The present study describes comprehensive gene expression profiles of breast tumours from Indian women and the presence of molecular subtypes in this population. Genes involved in cell cycle, ECM, metastasis were some of the essential pathways found to be up-regulated, on the other hand genes involved in lipid metabolism, PPAR were some of the pathways that were found down-regulated. Genes belonging to cell adhesion, cell cycle, ECM receptor interaction pathways were deregulated in early-onset breast cancers. This study confirmed the presence of molecular subtypes in breast tumours based on gene expression profiles, for the first time from Indian patients.

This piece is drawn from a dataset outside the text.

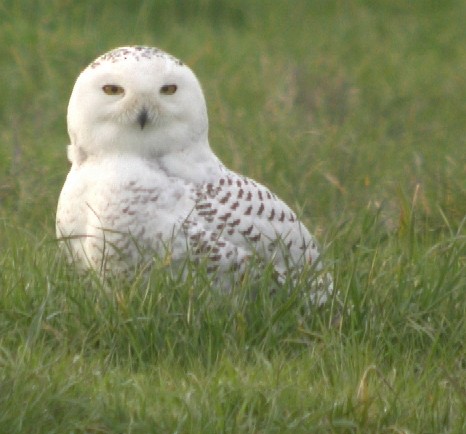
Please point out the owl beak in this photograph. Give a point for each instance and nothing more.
(143, 117)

Comparison with western data has revealed the presence of several deregulated genes that are common between Indian and western patients suggesting a similarity in the molecular mechanisms; however, a higher similarity was with that of the Asian population. Comparison of gene expression profiles in early- and late-onset tumours showed several common DEGs between the groups, but with differences in fold change of their gene expression. Further, significant down-regulation of ADAMTS5 in old age patients had been reported for the first time in breast cancer patients.

Limitations

The current study describes gene expression profiles from Indian breast cancer patients, yet it has some limitations. In the present study, we have analysed gene expression profiles of 29 tumours and 9 controls, however, to extrapolate this outcome to the breast cancer patients in the Indian subcontinent, gene expression profiles in larger patients set covering various geographical regions in India is warranted. Another limitation of the study is that genes which were found to be differentially expressed in microarray and qPCR, could not be validated at the protein level due to limited resources.